S. Josemaria comentava que este salto é uma questão de fé: confiar que a vida que o Senhor nos oferece, com as suas alegrias e dores, é mais feliz do que aquela que podemos alcançar com as nossas seguranças. «Aceitemos sem medo a vontade de Deus, formulemos sem vacilações o propósito de edificar toda a nossa vida de acordo com aquilo que nos ensina e nos exige a nossa fé. Estejamos seguros de que encontraremos luta, sofrimento e dor; mas, se possuirmos de verdade a Fé, nunca nos sentiremos infelizes: também com sofrimentos, e até mesmo com calúnias, seremos felizes, com uma felicidade que nos impelirá a amar os outros para os fazer participar da nossa alegria sobrenatural»[2].


S. PAULO, na segunda leitura, faz-se eco de outro obstáculo que pode dificultar a escuta da voz de Deus: as preocupações. O apóstolo, depois de alertar os coríntios sobre as preocupações que os podem rodear, conclui: «Digo isto no vosso próprio interesse e não para vos armar uma cilada. Tenho em vista o que mais convém e vos pode unir ao Senhor sem desvios» (1Cor 7, 35).

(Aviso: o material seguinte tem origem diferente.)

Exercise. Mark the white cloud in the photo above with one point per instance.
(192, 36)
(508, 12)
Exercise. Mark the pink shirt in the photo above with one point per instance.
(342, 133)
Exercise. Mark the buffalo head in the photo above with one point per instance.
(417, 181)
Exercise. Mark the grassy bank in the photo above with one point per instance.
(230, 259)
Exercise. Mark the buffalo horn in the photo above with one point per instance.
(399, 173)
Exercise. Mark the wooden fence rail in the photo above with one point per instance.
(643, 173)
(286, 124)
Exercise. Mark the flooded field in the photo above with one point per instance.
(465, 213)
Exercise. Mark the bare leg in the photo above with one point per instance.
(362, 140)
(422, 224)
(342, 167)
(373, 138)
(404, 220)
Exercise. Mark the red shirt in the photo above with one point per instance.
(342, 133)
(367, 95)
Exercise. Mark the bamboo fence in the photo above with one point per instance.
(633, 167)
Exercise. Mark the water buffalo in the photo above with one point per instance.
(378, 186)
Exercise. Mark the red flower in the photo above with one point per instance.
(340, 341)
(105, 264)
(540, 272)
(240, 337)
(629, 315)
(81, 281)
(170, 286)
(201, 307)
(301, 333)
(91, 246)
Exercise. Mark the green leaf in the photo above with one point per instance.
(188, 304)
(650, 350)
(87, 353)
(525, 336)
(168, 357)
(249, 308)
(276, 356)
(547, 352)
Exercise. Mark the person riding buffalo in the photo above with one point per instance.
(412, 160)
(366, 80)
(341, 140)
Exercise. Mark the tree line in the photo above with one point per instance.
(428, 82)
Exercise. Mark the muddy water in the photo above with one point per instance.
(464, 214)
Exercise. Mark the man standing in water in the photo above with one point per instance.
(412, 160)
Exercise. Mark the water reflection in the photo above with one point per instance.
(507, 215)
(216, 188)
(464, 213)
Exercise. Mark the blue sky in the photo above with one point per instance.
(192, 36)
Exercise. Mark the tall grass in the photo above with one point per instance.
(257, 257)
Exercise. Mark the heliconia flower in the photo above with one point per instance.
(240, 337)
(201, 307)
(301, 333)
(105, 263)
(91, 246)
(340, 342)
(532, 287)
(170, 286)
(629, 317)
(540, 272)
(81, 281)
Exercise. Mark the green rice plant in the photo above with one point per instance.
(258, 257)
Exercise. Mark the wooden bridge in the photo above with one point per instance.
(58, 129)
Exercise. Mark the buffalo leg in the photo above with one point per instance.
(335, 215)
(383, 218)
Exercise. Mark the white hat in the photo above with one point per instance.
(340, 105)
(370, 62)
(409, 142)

Os assuntos do dia a dia podem abalar o nosso mundo interior e monopolizar os nossos pensamentos e afetos. Em vez de prestarmos atenção ao que Deus nos quer dizer através destes acontecimentos, talvez demos mais importância ao nosso modo de abordar essas questões. No entanto, podemos alimentar a nossa oração precisamente com essas preocupações, contando-as a Jesus, pedindo a Sua graça e abandonando-as nas suas mãos. Por vezes, até encontraremos uma possível missão. Como muitas dessas distrações podem estar relacionadas com as pessoas a quem queremos bem, podem ser uma oportunidade para preencher a oração com os seus rostos e ver como podemos servi-las como o próprio Jesus faria: assim, o Senhor poderá ajudar-nos a fortalecer o nosso relacionamento com cada pessoa que temos por perto. Desta forma, o que antes talvez pudesse ser um obstáculo, impele-nos a procurar o diálogo divino e a Sua ajuda para voltar a entrar na vida com um significado ainda mais cristão.

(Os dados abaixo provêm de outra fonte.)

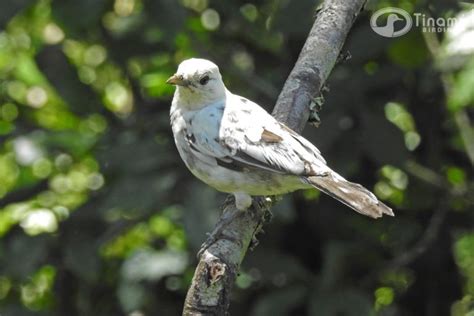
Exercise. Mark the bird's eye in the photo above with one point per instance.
(204, 80)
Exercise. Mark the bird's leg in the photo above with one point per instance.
(227, 217)
(258, 204)
(261, 203)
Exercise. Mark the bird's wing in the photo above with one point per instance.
(249, 137)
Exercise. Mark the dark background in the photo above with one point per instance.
(99, 216)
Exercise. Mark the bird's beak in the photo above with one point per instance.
(176, 80)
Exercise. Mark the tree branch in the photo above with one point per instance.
(209, 293)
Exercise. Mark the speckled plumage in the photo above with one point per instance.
(235, 146)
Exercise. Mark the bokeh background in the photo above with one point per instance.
(98, 215)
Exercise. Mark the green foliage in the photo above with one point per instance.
(98, 215)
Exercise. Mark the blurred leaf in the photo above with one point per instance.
(63, 76)
(348, 302)
(375, 140)
(147, 265)
(8, 8)
(279, 302)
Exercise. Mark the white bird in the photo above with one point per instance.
(235, 146)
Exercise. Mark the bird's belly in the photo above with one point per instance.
(251, 181)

Noutras alturas, será necessário fazer um esforço maior para pôr de lado certas preocupações, seja porque não são tão relevantes ou porque apenas nos levam a remoer continuamente o mesmo pensamento. Esse combate[3] por dirigir a nossa atenção para o diálogo com Deus, ajudar-nos-á a ter um coração desapegado, atento ao que Jesus nos quer dizer. «Num momento que não conhecemos, a voz do nosso Senhor ressoará: nesse dia, bem-aventurados os servos que Ele encontrará laboriosos, ainda concentrados no que realmente importa. Não se dispersaram perseguindo todas as atrações que lhes vinham à mente, mas procuraram empreender o caminho certo, praticando o bem e desempenhando a própria tarefa»[4] Jesus mostrou-nos a Sua Mãe como modelo do coração que acolhe sem medo a palavra do Senhor e a deixa ressoar dentro de si. Podemos aproveitar a sua intercessão para nos ensinar a ser almas de oração.


[1] Francisco, Angelus, 28/01/2018.

[2] S. Josemaria, Cristo que passa, n. 97.

[3] cf. Catecismo da Igreja Católica, n. 2729.

[4] Francisco, Audiência, 19/05/2021.